Sunday, March 24, 2013
Did We Need Piles of Bargain Books?
Reminded me of the days when Mary B and I also took just two shopping bags to this book extravaganza. Helps put a limit on our purchasing powers. Though the propensity to buy art and design books adds a weight limit too.
All of these books are dusty and my nose always stuffs up and I begin to sneeze, but none of this deters. I also read an article last December in The New York Times about the problems librarians are having with bedbugs living in books. Apparently, it's a real problem of late. Something that Kindle would not tolerate. Guess we'll see if my bed becomes infiltrated.
So, here are some of the books I brought home.
1. Found a paperback copy of 'Villa Montana Cuisine' by Ray Cote, a book I wished I'd purchased 35 years ago when we visited Villa Montana in Morelia, Mexico with friends. The food at this hill top inn was superb and for whatever reasons, I deemed its cookbook an extravagance and left without a copy. I'd say it has the same sentimental value as Helen Corbitt's Neiman Marcus 'Potluck Cookbook'.

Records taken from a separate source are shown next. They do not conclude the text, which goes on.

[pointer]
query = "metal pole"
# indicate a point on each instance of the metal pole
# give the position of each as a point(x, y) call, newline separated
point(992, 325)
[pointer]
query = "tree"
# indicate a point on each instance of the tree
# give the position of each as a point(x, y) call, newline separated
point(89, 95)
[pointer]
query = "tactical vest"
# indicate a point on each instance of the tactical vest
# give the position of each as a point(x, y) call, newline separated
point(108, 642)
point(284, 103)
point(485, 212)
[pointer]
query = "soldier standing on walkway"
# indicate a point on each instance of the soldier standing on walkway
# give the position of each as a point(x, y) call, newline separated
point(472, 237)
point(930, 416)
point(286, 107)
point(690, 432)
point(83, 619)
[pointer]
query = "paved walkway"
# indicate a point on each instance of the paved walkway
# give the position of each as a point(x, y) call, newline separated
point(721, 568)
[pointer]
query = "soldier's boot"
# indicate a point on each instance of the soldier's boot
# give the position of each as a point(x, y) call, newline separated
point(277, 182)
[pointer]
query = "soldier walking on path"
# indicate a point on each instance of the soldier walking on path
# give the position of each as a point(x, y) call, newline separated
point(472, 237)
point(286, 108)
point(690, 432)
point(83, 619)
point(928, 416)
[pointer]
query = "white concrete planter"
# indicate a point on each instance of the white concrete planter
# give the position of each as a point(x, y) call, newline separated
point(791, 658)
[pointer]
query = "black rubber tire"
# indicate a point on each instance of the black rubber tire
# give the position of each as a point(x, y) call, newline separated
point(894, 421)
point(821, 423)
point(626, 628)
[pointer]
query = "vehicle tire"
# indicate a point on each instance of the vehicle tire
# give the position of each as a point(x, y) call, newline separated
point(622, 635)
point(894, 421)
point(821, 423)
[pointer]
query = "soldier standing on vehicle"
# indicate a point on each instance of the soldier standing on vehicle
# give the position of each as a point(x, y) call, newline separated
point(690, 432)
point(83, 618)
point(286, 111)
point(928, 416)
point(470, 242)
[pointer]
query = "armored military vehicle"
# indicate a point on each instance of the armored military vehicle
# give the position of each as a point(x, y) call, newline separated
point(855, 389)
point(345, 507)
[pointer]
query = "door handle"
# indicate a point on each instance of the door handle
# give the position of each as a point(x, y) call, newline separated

2. Found a copy of 'Fresh Paint, The Houston School, MFAH,' by Barbara Rose and Susie Kalil. I have to admit, 'Fresh Paint' still appeals to me. I know the artists. Their work is vibrant, still feels charged in a way that most of the art on gallery walls these days does not. Too much palette knife and trowels at work today. ES was in this exhibition.
4. 'The Nabis, Bonnard, Vuillard, and Their Circle' by Claire Fresches-Thory and Antoine Terrasse. Couldn't resist this book even though I wish it had more images in color. I am fascinated by the paintings of Vuillard and Bonnard, intimate, light filled, in many ways graphic and flat, wonderful palette.
5. 'Gardens, As Essay on the Human Condition,' by Robert Pogue Harrison. Quote on the back cover of this book, "...thoughtful wide-ranging examination of the many ways that gardens evoke the human conditions...gardens of ancient philosophers to the gardens of homeless people in contemporary New York."
6. Texas 1903 edition of 'Our Language, Third Book of Grammar' by C. Alphonso Smith, Ph.D., Edgar Allan Poe Professor of English, University of Virginia. For use in sixth and seventh grades. I opened this well worn book on the page that described 'simple sentence.' The simple sentence is a unit of grammar and the simplest expression of thought. by modifying or multiplying the simple sentence, all other sentences are made. A simple sentence may be divided into two parts and each part will mean something and will contain its own subject and predicate.
The example given ? 'Trees grow /and/but/ they also decay.' Choices to be made here.
7. 'Fig Heaven, 70 Recipes for the World's Most Luscious Fruit' by Marie Simmons. I never even liked figs until two years ago when Rosario brought me figs from her tree. They were divine. Then I found Mexican sugar candied figs at my local Fiesta and Mary and Queta baked chicken with figs and Meyer lemons. I am hooked on figs now. So this cookbook is a dream come true.
9. 'Roads, Driving America's Great Highways' by Larry McMurtry. Who can resist a McMurtry read?
10. 'The Rich Man's Guide to the Riviera' by David Dodge, the author of 'The Poor Man's Guide to Europe.' I picked this book up because of its cover and after reading a page, dropped it in my bag. This is the man who authored 'To Kill A Thief' which Alfred Hitchcock made into a movie with Carry Grant and Grace Kelly. Do we remember? Dodge is a funny writer. I've read a third of this book already, laughing all the way. And sneezing too. It's a dusty book. Remember when bikinis were a big deal?